Electricity retailers are afforded a three-year ‘make-good’ window by the Clean Energy Regulator. If a retailer fronts up within three-years, with sufficient certificates to meet their compliance, they can exchange those certificates in return for a refund of their penalty fees.
Companies can effectively use the Clean Energy Regulator as a hedge. If certificates prices fall in future years, companies will come out ahead, pocketing the difference between cheaper certificate prices and the cost of the penalty fees.
The Clean Energy Regulator, which historically hasn’t commented on the performance of the scheme, has been more outspoken about this current situation. It clearly as some concerns for the impacts that retailer decisions may have on investor certainty and the revenues received by renewable energy generators.

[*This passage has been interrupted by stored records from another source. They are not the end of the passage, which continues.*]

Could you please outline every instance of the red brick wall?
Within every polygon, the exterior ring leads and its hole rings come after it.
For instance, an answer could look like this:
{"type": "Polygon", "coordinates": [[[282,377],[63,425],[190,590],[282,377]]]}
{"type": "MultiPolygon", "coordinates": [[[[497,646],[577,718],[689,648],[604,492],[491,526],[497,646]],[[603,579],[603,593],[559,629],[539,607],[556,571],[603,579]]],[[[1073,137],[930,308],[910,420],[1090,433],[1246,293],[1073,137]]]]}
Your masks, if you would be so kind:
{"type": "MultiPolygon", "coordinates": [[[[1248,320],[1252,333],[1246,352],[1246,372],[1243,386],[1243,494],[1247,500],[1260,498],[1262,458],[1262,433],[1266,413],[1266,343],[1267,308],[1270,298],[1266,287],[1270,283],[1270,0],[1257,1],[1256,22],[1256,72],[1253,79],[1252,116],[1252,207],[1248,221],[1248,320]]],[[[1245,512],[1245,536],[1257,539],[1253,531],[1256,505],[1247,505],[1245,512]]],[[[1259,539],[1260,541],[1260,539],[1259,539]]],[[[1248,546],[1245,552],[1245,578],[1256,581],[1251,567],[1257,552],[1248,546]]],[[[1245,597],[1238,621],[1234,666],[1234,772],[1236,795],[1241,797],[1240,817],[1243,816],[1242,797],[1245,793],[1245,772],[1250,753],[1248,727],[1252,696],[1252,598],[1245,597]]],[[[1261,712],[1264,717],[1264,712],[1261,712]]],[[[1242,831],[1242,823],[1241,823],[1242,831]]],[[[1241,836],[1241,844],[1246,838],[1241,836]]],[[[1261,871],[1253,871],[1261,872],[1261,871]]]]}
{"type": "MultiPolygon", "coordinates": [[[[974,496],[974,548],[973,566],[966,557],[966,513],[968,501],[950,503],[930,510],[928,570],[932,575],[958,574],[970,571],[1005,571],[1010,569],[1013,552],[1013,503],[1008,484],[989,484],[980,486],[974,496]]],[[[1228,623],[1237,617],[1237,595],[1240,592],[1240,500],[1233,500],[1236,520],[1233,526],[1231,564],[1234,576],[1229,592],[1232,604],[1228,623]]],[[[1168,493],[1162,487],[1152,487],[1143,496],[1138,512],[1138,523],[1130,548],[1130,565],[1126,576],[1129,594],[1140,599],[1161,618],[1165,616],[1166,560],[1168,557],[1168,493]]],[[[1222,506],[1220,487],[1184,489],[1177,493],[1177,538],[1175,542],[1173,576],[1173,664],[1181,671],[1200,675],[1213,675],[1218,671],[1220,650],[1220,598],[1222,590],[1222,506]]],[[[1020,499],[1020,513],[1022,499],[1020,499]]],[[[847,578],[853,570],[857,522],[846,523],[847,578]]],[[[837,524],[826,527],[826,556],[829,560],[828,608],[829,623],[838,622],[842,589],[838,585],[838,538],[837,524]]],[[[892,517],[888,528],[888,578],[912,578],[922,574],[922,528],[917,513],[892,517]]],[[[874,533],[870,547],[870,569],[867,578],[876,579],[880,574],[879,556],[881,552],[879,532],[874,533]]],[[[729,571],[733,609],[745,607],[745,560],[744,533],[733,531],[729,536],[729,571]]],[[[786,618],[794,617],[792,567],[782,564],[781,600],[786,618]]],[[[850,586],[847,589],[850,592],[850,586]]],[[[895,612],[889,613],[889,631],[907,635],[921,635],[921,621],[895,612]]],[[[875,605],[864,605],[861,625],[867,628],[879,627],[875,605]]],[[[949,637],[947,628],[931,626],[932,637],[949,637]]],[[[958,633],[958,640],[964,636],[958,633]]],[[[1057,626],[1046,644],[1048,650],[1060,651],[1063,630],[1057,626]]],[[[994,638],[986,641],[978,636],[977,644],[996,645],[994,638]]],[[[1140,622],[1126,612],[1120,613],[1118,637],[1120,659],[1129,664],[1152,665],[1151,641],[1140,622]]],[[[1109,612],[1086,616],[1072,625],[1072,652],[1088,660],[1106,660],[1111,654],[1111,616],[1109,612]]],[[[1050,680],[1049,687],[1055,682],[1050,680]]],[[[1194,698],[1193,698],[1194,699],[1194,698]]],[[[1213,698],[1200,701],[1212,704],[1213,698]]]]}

Recognising that the business decisions being made by retailers goes against the “spirit of the law”.
“We view the intentional failure to surrender certificates as a failure to comply with the spirit of the law and an undermining of the objectives of the scheme. Prices charged to customers include a component to pay for additional renewable energy generation. We believe many customers would be disappointed to know that this money has not been used for the intended purpose,” Clean Energy Regulator Chair Chloe Munro said.
Ultimately, there is a reputational aspect to the retailer’s decision. Clean Energy Council Chief Executive Kane Thornton suggested that environmental conscious customers of such retailers may consider moving to a different retailer, knowing the fees they are paying are not directly supporting renewable energy projects.
“While it might be in the private interest of the developer, it is at distinct odds with the law and the public interest. Other major retailers are taking steps to ensure they purchase certificates from the spot market or enter into long term contracts with renewable energy project developers.” Mr Thornton said
“There are no excuses for this decision and I expect ERM Power customers will be surprised and disappointed to learn of it,”.
There are less than two weeks to go before the Clean Energy Regulator closes the compliance window for the 2016 year. We are yet to discover how much of an impact retailer decisions will have on demand for renewable energy certificates in the short-term.
It provides a new form of uncertainty for a sector on the cusp of driving significant changes to where and how we source our energy.